She had a lot to say about radio (and that’s before she notified me that she was considering having “the stomach stapling” but was afraid she would get so thin she would disappear).

I asked her about satellite radio (I know, I encouraged her, but I was trapped).

“I don’t want to pay for radio,” she said.

“That means you don’t have a radio problem,” I replied.

“Yes, I love KOIT,” she said (although I don’t know if this is the kind of fan KOIT should be bragging about).

It seems to me that one of the challenges of satellite radio (and HD likewise) is that it’s in the “radio” category. And the “radio” category is, to many listeners, a part of their ambient environment. Nothing they seek out, because it’s always there. And nothing they pay for, because it’s always free. Is “radio” the wrong name for a subscription service when a free version is ubiquitous and satisfies the needs for a large fraction of its audience? Maybe.

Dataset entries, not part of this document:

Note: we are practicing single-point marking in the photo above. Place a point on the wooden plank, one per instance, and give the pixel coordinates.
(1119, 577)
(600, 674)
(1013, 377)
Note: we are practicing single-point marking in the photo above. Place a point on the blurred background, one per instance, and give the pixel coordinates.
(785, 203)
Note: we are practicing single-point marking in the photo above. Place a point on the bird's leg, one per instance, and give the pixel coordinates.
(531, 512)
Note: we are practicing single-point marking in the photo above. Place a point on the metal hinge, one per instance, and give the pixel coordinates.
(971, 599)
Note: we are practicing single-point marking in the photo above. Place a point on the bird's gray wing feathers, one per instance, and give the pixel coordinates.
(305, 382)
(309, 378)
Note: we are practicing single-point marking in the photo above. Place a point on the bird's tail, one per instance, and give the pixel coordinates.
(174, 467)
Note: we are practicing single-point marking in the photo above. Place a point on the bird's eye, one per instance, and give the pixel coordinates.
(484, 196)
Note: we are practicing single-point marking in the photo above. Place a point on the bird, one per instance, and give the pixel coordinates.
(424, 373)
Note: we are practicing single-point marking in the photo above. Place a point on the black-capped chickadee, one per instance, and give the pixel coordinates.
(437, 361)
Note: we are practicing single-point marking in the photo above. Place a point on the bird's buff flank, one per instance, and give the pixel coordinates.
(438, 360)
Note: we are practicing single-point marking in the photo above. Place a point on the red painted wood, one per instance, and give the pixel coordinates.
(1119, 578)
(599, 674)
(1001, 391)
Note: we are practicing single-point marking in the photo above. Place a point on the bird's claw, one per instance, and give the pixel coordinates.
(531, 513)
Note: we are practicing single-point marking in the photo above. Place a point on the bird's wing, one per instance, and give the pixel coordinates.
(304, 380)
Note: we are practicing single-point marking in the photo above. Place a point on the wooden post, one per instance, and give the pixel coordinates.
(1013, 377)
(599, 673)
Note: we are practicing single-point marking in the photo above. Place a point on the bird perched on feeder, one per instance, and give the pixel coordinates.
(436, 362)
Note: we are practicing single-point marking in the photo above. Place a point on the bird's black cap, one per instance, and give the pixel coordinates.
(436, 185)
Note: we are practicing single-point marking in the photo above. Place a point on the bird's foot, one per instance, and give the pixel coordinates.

And then she came out with this:

“The eye wants the new, but the ear wants the familiar.”

“What?” I asked. And she repeated it. It seemed to me that these were the most profound words I’ve heard from a cabblie – not to mention from more than a few broadcasters.

What she means is that we like to LOOK for what’s new but like to HEAR the music we’re most familiar with, the stuff we’ve grown up with.

A gross generalization, of course. But from this 40-something cabbie (and raving fan of KOIT) comes an oversimplified but accurate explanation for why the hits are the hits, why radio is part of the ambient fabric of listeners’ lives, and why any new technology with “radio” in its name will have a tough time in the mass market where the average outnumbers the extreme by a wide margin and the air is thick with free audio entertainment.